Keel Plate and Double Bottom -  A detail from the midship section showing Titanic's keel and floor design.  Illustration by Bruce Beveridge based on original H&W Midship Section

  Keel - Titanic’s keel was laid on March 31, 1909, in Slip No. 3 of Harland & Wolff’s Queen’s Island Shipyard at Belfast. Titanic’s keel was of the “flat-plate” design, formed by a single thickness of plating 30/20 inches thick and reducing to 24/20 inches toward the ends. The keel plate was 52 inches wide at its broadest point and was strengthened below by a flat slab bar 19 inches wide by 3 inches thick. The purpose of this flat slab bar, called a “rubbing strip,” was to protect the flat-plate keel from being damaged if the vessel should run aground. It also protected the keel plate during drydocking.

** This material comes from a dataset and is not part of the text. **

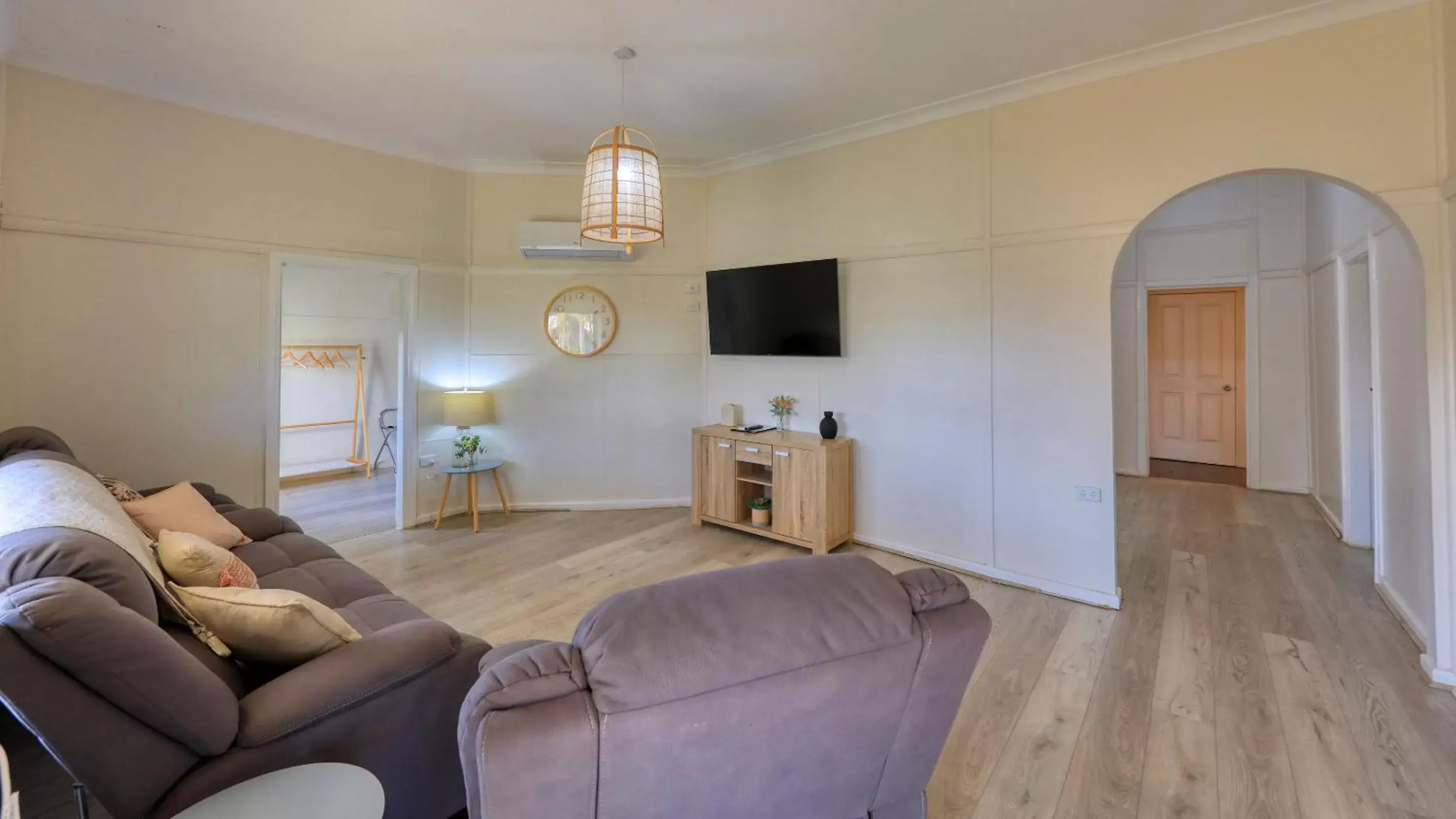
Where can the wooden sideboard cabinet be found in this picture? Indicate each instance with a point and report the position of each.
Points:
(809, 479)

  In riveted hull construction a flat-plate keel resembled an ordinary strake of outside shell plating, the difference being that it was of much greater thickness than the adjacent strakes. This was necessary not only because of the wear and tear to which this plate was often subjected, but also because, in conjunction with the vertical center keel plate, or “vertical keel,” which stood upon it and to which it was attached, it was a considerable factor in the longitudinal strength of the hull
. . .  (continued)


Image above, Keel Plate and Double Bottom - A detail from the midship section showing Titanic’s keel and floor design.
Illustration, Bruce Beveridge based on original H&W Midship Section.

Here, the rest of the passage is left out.